The contract interest rate on the widely used 30-year, fixed-rate mortgage eased modestly last week, according to the Mortgage Bankers Association (MBA). For the week ended April 3 the MBA said the rate fell 6 basis points to 6.51%, stepping back from a seven-month high reached the week earlier.

Even with that decline, mortgage application activity showed signs of continued strain. Refinance applications dropped 2.8% from the prior week, the MBA reported. Applications to purchase a home rose by about 1% versus the week before, but remained 7% lower than the same period a year earlier.
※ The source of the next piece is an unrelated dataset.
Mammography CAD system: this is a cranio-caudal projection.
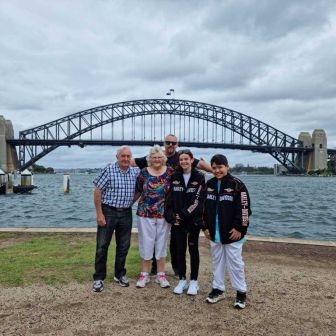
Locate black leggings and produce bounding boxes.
[172,223,200,280]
The MBA and other industry observers have linked recent upward movement in mortgage costs to shifts in U.S. Treasury yields. The report noted mortgage rates have climbed by 42 basis points since the United States and Israel launched the war on February 28, pushing up the yields lenders use to price mortgage products. The conflict has also tightened household budgets through higher fuel costs, the MBA said.

Housing affordability has been a prominent topic for the current administration. The White House has signaled a "major housing announcement" planned for Wednesday. Earlier this year President Donald Trump proposed barring institutional investors from buying single-family homes and directed Fannie Mae and Freddie Mac - the government-controlled companies that back most U.S. home loans - to purchase $200 billion in mortgage-backed securities with the stated aim of lowering borrowing rates.

The combination of elevated borrowing costs and high home prices continues to limit the addressable buyer pool, according to the data. While the small weekly drop in the benchmark mortgage rate reversed a short-term peak, purchase demand remains weaker than a year ago and refinancing activity is declining.


Context and market reaction

The MBA's weekly snapshot highlights the persistence of affordability pressures despite a brief easing in headline mortgage rates. The weekly movements in applications and rates point to a market still negotiating between higher financing costs and the impact of broader economic forces noted in the MBA's data.

Risks

  • Housing affordability risk - Elevated mortgage rates and high home prices are pricing out potential buyers, pressuring the housing sector and related consumer spending.
  • Policy and market uncertainty - The administration's pending "major housing announcement" and prior proposals affecting institutional buyers and government-backed mortgage purchases could influence mortgage markets and housing finance.
  • Refinance activity decline - Falling refinance applications reduce opportunities for households to lower monthly payments, potentially affecting consumer balance sheets and mortgage-related financial institutions.